Berlin (dpa/bb) – Die Generalstaatsanwaltschaft Berlin hat Anklage gegen einen Syrer wegen Verbrechen gegen die Menschlichkeit und wegen Mordes erhoben. Der 40-Jährige soll 2011 in Syrien als Mitglied einer Miliz Menschen misshandelt, verschleppt sowie in einem Fall auch getötet haben, wie die Ermittlungsbehörde mitteilte.

Die Ermittlungen ergaben demnach, dass der Mann als Vorsteher einer Gruppe der Shabiha-Miliz zwischen April und November 2011 für gewaltsame Übergriffe auf regimekritische Demonstranten im syrischen Aleppo verantwortlich gewesen sein soll. Der Angeklagte und seine Milizionäre hätten mit Stöcken wahllos auf Demonstranten eingeprügelt oder sie mit Elektroschockern angegriffen. Ein Mensch soll an den Folgen dieser Gewalt gestorben sein. 


Gefangene wurden gefoltert

Festgenommene Demonstranten habe die Gruppe örtlichen Sicherheitskräften des damaligen Machthabers Baschar al-Assad übergeben, erklärte die Generalstaatsanwaltschaft. Die Menschen seien daraufhin wochen- oder monatelang im Gewahrsam gefoltert und misshandelt worden. Dem Angeklagten sei das bewusst gewesen. 
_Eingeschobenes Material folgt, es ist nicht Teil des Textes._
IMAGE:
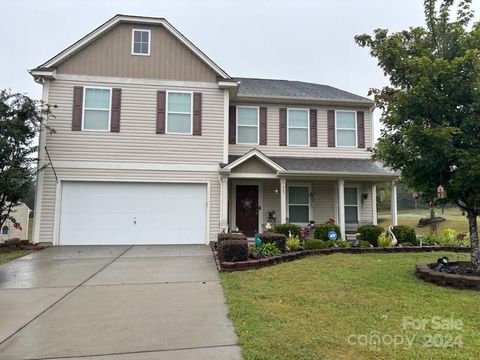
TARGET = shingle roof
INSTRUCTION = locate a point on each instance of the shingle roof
(294, 89)
(330, 165)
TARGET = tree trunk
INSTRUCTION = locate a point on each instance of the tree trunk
(472, 226)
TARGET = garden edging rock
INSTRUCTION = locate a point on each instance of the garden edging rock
(258, 263)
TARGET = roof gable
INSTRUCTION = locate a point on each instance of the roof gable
(134, 21)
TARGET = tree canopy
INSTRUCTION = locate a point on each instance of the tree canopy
(431, 110)
(21, 119)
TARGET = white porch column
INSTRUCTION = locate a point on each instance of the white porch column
(283, 201)
(223, 203)
(341, 206)
(394, 204)
(374, 205)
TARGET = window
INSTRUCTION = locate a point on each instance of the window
(346, 125)
(298, 129)
(351, 205)
(247, 125)
(179, 113)
(298, 204)
(140, 42)
(96, 109)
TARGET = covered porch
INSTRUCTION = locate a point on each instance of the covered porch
(301, 191)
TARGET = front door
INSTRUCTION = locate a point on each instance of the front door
(247, 209)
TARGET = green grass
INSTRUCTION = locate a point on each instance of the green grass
(307, 309)
(12, 255)
(453, 216)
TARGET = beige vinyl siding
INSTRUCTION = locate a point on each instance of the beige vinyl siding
(323, 201)
(111, 55)
(21, 214)
(151, 176)
(137, 140)
(322, 150)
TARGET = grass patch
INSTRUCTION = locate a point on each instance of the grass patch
(453, 217)
(12, 255)
(307, 309)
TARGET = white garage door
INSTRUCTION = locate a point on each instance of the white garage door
(95, 213)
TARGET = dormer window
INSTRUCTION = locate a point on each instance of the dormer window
(140, 42)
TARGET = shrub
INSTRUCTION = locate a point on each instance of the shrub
(384, 240)
(269, 249)
(233, 250)
(316, 244)
(230, 236)
(293, 243)
(404, 234)
(321, 231)
(340, 243)
(429, 240)
(369, 233)
(286, 228)
(450, 236)
(275, 238)
(453, 238)
(363, 243)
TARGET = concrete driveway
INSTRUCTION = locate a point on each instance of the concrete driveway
(114, 302)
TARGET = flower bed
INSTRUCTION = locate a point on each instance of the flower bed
(289, 256)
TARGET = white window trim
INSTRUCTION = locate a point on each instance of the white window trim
(309, 186)
(358, 202)
(257, 126)
(296, 127)
(350, 129)
(84, 108)
(149, 41)
(176, 112)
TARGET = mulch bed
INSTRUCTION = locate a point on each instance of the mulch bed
(460, 268)
(459, 275)
(258, 263)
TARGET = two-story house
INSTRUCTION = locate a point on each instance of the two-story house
(156, 144)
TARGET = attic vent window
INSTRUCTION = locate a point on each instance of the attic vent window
(140, 42)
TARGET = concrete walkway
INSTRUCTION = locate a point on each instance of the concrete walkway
(114, 302)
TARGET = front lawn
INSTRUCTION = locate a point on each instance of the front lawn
(337, 306)
(453, 220)
(12, 255)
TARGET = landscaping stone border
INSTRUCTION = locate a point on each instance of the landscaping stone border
(464, 282)
(255, 264)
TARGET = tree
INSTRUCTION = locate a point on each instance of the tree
(21, 119)
(431, 109)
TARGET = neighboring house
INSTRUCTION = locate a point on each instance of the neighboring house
(21, 213)
(156, 144)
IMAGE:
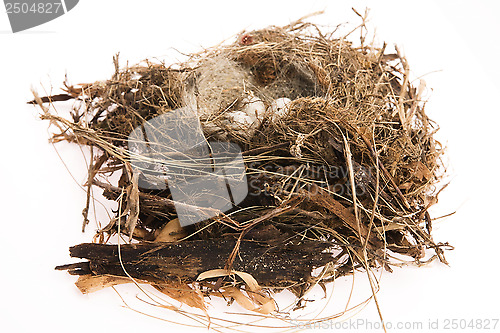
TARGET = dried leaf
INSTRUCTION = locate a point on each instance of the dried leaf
(91, 283)
(171, 232)
(261, 304)
(183, 293)
(249, 279)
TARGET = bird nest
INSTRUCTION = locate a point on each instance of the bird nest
(340, 164)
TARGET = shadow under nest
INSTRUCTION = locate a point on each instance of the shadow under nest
(340, 176)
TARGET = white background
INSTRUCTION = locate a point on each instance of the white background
(454, 44)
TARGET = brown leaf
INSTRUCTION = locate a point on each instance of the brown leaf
(171, 232)
(183, 293)
(91, 283)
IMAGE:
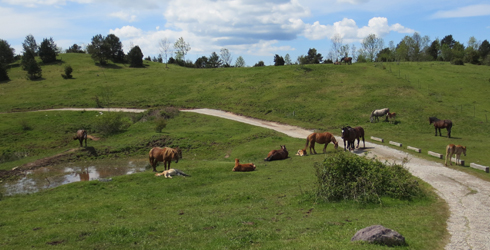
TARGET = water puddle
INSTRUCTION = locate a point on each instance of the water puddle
(53, 176)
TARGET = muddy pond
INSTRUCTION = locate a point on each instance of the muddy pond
(56, 175)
Der Syrer kam nach Angaben der Staatsanwaltschaft 2015 als Flüchtling nach Deutschland und beantragte hier Asyl. Er bestreitet die Vorwürfe. Laut Anklagenbehörde befindet er sich seit 30. September 2025 in Untersuchungshaft. Das Ermittlungsverfahren gegen ihn wurde bereits 2023 eingeleitet und ursprünglich von der Bundesanwaltschaft geführt. Am 30. Oktober 2025 gab diese das Verfahren an die Berliner Generalstaatsanwaltschaft zur abschließenden Bearbeitung ab.